Defendants appeal by leave granted from the trial court’s orders of April 29, 1986, and September 22, 1986, denying defendants’ motions for summary disposition. We affirm in part and reverse in part.
This case has a long and complex procedural history, and had its genesis in the September 17, 1977, arrest of the decedent, David Roberts, for fraudulent use of a credit card at a Sears store in Troy, Michigan. At the time of his arrest, Roberts plunged through a heavy glass door in an attempt to escape and received serious lacerations on his hands and face. He was treated at a local hospital and then taken to the City of Troy police station and lockup facility.
There was no special screening or questioning to determine if decedent was a high suicide risk. After he was processed, decedent was placed in a single isolation cell with horizontal crossbars. He was also given medication that had been prescribed at the hospital.
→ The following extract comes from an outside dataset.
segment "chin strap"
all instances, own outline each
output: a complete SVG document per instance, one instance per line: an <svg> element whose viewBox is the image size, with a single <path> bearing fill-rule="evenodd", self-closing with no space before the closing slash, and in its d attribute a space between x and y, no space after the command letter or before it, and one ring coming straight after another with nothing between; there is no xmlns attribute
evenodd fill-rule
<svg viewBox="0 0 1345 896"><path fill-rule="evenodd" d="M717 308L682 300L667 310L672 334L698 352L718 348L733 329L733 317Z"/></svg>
Pursuant to Michigan Department of Corrections Rule 791.635, 1979 AC, R 791.635, the Troy lockup facility was required to make cell checks of the incarcerated inmates at *571least once every sixty minutes on a twenty-four-hour basis.
The following morning, a Troy police cadet, Robert Mendham, was on duty and responsible for making the hourly cell checks. At 10:42 a.m., Mendham checked decedent’s cell and saw that he was alive. There is some dispute as to whether decedent was let out of his cell at 11:00 a.m. to make a phone call. At approximately 11:50 a.m., however, decedent was discovered hanging by his socks from one of the bars of the cell door.
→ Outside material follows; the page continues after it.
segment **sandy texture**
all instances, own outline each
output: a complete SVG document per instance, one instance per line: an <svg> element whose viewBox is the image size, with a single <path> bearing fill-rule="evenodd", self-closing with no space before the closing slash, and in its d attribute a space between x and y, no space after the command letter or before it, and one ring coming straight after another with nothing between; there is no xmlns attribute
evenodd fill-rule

Deposition testimony indicates that, shortly before 11:50 a.m., defendant Officer Dennis Bobby was on his way to the men’s room at the police station when he heard the shaking of cell bars and yelling coming from one of the prisoners’ cells. Officer Bobby went into the men’s room for a few minutes and then decided to check on what the prisoner wanted. He discovered decedent hanging by his socks. Officer Bobby yelled for help and tried to lift decedent up by his waist to alleviate the pressure from his neck. Defendant Officer Michael Kerr arrived and tried to untie the knot but it was drawn too tight. Officer Bobby yelled for a knife so that decedent could be cut down from the noose. Defendant Officers David Bartley and Thomas Houghton responded to Bobby’s calls for help. Officer Houghton then ran out and called for an ambulance. Decedent was eventually cut down from the cell bar and the officers attempted to administer cpr. Their efforts were unsuccessful and decedent was later pronounced dead on arrival at the hospital.
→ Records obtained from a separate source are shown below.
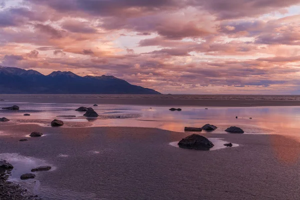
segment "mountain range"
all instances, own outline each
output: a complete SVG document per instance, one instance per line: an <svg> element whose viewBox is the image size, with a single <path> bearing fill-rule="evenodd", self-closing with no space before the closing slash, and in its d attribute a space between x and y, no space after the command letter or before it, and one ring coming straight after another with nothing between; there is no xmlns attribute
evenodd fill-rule
<svg viewBox="0 0 300 200"><path fill-rule="evenodd" d="M0 66L0 94L158 94L112 76L80 76L71 72L38 72Z"/></svg>

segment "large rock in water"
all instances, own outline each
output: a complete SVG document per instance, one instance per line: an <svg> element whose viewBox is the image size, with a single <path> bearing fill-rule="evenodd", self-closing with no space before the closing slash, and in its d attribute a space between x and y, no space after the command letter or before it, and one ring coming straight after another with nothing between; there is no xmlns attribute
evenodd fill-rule
<svg viewBox="0 0 300 200"><path fill-rule="evenodd" d="M14 168L14 166L6 160L0 160L0 168L11 170Z"/></svg>
<svg viewBox="0 0 300 200"><path fill-rule="evenodd" d="M244 132L242 129L236 126L230 126L225 131L232 134L244 134Z"/></svg>
<svg viewBox="0 0 300 200"><path fill-rule="evenodd" d="M36 175L33 174L24 174L20 177L22 180L26 180L29 178L34 178Z"/></svg>
<svg viewBox="0 0 300 200"><path fill-rule="evenodd" d="M202 128L195 127L184 127L184 131L201 132Z"/></svg>
<svg viewBox="0 0 300 200"><path fill-rule="evenodd" d="M51 126L60 126L64 125L64 122L61 120L54 120L51 122Z"/></svg>
<svg viewBox="0 0 300 200"><path fill-rule="evenodd" d="M43 134L42 132L32 132L29 135L30 137L35 138L35 137L40 137L42 136Z"/></svg>
<svg viewBox="0 0 300 200"><path fill-rule="evenodd" d="M10 107L2 108L2 109L9 110L18 110L20 109L20 108L18 106L14 105L14 106L10 106Z"/></svg>
<svg viewBox="0 0 300 200"><path fill-rule="evenodd" d="M32 172L36 171L47 171L50 170L51 170L51 167L50 166L40 166L36 168L34 168L31 171Z"/></svg>
<svg viewBox="0 0 300 200"><path fill-rule="evenodd" d="M76 109L75 110L76 111L88 111L88 108L86 107L83 107L83 106L81 106L80 108L78 108Z"/></svg>
<svg viewBox="0 0 300 200"><path fill-rule="evenodd" d="M0 118L0 122L8 122L10 120L6 118Z"/></svg>
<svg viewBox="0 0 300 200"><path fill-rule="evenodd" d="M218 128L218 127L216 127L216 126L214 126L214 125L210 124L205 124L204 126L202 126L202 129L203 129L204 130L208 130L208 131L214 130L216 128Z"/></svg>
<svg viewBox="0 0 300 200"><path fill-rule="evenodd" d="M208 139L197 134L184 138L178 143L178 145L181 148L204 150L209 150L214 146Z"/></svg>
<svg viewBox="0 0 300 200"><path fill-rule="evenodd" d="M86 111L86 114L84 114L84 116L99 116L98 115L98 114L97 114L97 112L96 112L93 108L88 108L88 111Z"/></svg>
On June 25, 1979, decedent’s mother, Celestine Roberts, brought an action in the United States District Court for the Eastern District of Michigan, seeking damages under 42 USC 1983, as well as under state claims of negligence, gross negligence *572and defective design of the lockup facility. The original complaint named the City of Troy, Troy Police Chief Forrest O. Fisher, and John Does i through v as defendants. On July 2, 1980, the complaint was amended to include Officers Kerr, Houghton, Bartley, and Bobby and Mendham as defendants. Decedent’s brother Wesley Roberts became personal representative of decedent’s estate when Mrs. Roberts died.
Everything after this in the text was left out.